Another two funds are set to close in February. The Pacer Salt Low truBeta US Market ETF (LSLT) and the Pacer Salt High truBeta U.S. Market ETF (SLT) are scheduled to close to new creations on Feb. 16 and see their last day of trading on Feb. 24. The two funds were launched in 2019 and 2018, respectively, but were acquired by Pacer in 2020.

Changes To ETFs
A number of existing ETFs are undergoing material changes. For example, the Roundhill Ball Metaverse ETF (META) will change its ticker to METV effective Jan. 31.

Two WisdomTree funds completed ticker and name changes as of Jan. 18. The WisdomTree International Dividend ex-Financials Fund (DOO) changed its name to the WisdomTree International AI Enhanced Value Fund and adopted the ticker AIVI, while the WisdomTree U.S. Dividend ex-Financials Fund (DTN) changed its name to the WisdomTree U.S. AI Enhanced Value Fund and its ticker to AIVL.

And as of the end of the month, five Alpha Architect ETFs will drop their indexes to adopt active management.
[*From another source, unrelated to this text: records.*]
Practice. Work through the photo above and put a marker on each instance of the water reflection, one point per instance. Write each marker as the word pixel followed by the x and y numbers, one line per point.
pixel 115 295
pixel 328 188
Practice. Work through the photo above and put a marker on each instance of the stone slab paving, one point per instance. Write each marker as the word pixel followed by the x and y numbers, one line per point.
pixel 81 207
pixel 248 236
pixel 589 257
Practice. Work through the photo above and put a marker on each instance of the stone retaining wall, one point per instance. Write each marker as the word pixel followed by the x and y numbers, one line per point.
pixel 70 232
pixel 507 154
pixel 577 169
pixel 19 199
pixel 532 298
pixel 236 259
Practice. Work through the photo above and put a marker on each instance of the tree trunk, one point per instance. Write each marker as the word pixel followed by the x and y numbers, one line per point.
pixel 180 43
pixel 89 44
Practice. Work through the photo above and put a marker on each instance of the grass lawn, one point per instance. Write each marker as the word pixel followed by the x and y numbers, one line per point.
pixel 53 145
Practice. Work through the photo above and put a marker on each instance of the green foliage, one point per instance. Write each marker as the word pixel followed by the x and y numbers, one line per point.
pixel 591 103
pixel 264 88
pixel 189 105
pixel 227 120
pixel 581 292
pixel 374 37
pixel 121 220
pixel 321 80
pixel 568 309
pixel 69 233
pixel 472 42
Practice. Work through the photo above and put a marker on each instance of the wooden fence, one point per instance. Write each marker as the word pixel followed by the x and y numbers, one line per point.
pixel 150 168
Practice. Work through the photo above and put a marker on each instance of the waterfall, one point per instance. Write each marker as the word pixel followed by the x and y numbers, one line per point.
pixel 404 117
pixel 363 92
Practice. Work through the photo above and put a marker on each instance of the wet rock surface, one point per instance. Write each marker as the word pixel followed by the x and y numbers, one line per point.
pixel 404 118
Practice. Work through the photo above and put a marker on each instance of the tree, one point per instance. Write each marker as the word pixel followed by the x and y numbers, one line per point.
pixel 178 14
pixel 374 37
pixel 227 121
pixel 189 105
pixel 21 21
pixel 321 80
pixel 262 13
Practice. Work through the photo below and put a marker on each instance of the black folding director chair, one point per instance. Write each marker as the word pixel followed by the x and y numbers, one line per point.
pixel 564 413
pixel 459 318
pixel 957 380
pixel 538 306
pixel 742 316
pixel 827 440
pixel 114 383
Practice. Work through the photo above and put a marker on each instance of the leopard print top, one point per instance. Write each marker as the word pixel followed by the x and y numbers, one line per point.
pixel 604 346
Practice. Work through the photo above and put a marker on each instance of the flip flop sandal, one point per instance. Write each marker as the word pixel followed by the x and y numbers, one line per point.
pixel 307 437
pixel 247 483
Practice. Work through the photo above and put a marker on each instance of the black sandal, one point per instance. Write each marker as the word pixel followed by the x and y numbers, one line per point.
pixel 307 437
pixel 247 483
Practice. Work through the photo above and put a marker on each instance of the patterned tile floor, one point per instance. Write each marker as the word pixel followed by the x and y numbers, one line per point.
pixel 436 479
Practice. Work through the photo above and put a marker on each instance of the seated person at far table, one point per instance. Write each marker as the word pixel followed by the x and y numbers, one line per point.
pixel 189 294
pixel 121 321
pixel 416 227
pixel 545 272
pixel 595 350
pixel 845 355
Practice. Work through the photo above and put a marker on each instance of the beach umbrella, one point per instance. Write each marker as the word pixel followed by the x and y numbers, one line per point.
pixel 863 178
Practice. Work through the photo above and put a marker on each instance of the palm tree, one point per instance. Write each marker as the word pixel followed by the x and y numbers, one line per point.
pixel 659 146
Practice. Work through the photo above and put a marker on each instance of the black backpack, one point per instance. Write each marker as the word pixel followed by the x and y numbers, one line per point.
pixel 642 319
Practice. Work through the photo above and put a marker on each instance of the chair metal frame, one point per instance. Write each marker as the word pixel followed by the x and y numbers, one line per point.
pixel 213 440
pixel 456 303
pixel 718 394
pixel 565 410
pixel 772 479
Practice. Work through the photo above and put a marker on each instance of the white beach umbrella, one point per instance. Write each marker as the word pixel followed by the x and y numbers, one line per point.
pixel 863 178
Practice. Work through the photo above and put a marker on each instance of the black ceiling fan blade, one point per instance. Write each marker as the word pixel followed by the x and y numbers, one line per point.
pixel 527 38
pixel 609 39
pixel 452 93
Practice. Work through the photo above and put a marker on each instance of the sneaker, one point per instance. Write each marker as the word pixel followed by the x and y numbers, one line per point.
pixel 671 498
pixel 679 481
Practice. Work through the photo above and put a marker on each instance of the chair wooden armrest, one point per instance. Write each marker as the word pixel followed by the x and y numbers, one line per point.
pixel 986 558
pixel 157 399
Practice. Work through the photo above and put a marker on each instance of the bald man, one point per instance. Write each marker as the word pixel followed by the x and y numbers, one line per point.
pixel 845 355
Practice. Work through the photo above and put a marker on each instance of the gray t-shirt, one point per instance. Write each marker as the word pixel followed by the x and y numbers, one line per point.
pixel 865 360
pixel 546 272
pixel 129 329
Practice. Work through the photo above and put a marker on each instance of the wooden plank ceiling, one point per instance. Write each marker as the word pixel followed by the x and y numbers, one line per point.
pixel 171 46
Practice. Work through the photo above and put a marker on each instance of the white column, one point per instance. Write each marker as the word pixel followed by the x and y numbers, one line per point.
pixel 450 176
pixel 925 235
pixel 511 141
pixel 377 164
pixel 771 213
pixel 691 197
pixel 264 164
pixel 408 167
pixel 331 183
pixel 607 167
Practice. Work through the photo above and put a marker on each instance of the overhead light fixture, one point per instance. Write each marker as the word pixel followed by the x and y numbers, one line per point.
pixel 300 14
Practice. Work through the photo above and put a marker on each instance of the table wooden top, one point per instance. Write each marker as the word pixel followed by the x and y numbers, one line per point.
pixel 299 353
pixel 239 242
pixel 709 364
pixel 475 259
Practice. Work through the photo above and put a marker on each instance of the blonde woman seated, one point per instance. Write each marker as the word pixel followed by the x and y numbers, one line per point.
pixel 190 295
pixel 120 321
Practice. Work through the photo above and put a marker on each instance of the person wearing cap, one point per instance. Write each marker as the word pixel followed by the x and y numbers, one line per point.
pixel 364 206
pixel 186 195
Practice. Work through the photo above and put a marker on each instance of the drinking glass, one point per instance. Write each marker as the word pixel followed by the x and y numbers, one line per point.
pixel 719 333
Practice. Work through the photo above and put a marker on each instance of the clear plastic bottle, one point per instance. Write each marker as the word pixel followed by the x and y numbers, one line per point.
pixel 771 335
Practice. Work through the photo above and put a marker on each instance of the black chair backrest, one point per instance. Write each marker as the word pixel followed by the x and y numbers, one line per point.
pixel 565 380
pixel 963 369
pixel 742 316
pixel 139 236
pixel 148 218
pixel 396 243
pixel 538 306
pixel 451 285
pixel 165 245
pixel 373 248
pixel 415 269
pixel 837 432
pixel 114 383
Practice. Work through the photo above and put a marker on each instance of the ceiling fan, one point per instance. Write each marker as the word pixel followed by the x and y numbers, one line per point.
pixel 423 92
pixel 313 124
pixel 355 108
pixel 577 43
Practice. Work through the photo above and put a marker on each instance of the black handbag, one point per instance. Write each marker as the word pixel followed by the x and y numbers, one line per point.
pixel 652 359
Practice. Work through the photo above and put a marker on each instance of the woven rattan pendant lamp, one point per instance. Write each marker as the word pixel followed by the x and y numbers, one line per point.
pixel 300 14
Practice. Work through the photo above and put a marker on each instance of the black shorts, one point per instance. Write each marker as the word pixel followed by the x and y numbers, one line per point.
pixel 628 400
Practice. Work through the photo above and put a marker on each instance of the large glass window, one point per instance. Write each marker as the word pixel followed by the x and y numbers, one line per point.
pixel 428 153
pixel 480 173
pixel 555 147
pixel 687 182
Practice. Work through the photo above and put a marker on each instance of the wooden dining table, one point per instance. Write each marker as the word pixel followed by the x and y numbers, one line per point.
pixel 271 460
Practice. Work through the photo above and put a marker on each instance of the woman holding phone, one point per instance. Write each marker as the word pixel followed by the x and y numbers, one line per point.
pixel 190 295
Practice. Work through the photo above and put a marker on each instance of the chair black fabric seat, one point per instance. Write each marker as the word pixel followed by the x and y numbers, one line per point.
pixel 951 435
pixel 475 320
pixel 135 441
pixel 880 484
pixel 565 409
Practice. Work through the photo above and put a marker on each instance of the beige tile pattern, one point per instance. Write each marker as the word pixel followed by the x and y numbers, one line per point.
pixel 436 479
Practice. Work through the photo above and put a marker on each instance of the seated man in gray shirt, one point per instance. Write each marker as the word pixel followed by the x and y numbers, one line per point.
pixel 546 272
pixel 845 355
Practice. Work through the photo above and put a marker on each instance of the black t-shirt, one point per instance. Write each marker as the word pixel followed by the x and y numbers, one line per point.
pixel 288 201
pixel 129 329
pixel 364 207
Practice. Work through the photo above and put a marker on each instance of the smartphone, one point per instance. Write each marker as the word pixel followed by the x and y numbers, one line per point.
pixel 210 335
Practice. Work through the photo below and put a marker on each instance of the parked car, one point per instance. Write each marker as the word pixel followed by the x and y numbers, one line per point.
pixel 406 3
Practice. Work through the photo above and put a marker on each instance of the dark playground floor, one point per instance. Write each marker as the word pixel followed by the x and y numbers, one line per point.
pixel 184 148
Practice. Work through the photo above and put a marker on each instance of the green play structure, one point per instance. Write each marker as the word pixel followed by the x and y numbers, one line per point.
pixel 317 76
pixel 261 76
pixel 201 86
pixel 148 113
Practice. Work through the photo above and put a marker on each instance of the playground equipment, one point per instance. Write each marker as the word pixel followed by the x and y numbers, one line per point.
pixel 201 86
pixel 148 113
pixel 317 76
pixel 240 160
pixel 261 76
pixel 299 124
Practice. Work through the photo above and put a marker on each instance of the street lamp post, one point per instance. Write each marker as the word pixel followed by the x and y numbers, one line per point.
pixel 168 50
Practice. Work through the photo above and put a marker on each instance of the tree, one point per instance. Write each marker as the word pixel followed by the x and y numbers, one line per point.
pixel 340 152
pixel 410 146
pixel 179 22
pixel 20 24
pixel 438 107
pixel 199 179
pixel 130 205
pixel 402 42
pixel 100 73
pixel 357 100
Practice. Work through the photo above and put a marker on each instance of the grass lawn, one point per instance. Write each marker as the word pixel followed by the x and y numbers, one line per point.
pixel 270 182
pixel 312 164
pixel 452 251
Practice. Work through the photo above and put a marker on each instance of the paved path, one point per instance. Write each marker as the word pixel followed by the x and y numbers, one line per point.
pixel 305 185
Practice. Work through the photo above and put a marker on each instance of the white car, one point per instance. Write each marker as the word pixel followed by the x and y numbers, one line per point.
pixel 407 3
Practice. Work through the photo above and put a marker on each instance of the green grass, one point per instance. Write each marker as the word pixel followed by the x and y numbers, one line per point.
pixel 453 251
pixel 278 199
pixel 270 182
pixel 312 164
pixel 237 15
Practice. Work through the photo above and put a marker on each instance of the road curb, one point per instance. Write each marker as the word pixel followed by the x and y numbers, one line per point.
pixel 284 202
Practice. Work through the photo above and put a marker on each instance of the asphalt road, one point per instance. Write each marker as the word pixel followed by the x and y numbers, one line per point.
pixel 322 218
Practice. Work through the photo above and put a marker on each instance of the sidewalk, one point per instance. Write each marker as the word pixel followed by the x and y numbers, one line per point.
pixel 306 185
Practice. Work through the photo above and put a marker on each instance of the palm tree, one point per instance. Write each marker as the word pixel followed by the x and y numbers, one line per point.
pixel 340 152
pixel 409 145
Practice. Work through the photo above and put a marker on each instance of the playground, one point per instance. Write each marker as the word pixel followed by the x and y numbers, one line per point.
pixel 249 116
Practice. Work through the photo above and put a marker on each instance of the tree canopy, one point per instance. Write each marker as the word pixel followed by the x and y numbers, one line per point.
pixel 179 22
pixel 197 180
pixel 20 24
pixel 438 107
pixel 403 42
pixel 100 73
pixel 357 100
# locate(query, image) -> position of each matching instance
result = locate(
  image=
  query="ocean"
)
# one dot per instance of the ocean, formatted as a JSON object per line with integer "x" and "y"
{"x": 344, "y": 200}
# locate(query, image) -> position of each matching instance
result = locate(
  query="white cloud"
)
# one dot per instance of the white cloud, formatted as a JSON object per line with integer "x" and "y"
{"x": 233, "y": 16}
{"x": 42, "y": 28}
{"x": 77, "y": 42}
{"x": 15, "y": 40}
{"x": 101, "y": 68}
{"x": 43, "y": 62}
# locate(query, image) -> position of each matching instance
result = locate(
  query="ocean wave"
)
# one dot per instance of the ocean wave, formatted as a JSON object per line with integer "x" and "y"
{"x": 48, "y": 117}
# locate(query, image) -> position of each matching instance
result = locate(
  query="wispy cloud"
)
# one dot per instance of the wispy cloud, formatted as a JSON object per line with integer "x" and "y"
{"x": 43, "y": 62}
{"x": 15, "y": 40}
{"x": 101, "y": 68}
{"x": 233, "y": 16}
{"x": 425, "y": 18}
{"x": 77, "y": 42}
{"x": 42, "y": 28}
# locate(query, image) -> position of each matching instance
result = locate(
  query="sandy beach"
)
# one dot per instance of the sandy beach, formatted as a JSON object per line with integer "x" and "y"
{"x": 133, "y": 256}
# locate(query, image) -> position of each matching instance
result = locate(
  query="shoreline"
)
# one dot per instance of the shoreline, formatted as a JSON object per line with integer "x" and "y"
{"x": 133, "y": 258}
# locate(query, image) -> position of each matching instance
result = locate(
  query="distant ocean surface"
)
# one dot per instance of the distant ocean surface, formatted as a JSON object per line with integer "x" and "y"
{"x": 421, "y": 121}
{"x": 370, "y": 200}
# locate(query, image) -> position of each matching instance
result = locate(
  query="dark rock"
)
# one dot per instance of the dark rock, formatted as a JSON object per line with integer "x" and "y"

They include the Alpha Architect International Quantitative Momentum ETF (IMOM), which currently tracks the Alpha Architect International Quantitative Momentum Index; the Alpha Architect International Quantitative Value ETF (IVAL), which currently tracks the Alpha Architect International Quantitative Value Index; the Alpha Architect U.S. Quantitative Momentum ETF (QMOM), which currently tracks the Alpha Architect Quantitative Momentum Index; the Alpha Architect U.S. Quantitative Value ETF (QVAL), which currently tracks the Alpha Architect Quantitative Value Index; and the Alpha Architect Value Momentum Trend ETF (VMOT), which currently tracks the Alpha Architect Value Momentum Trend Index.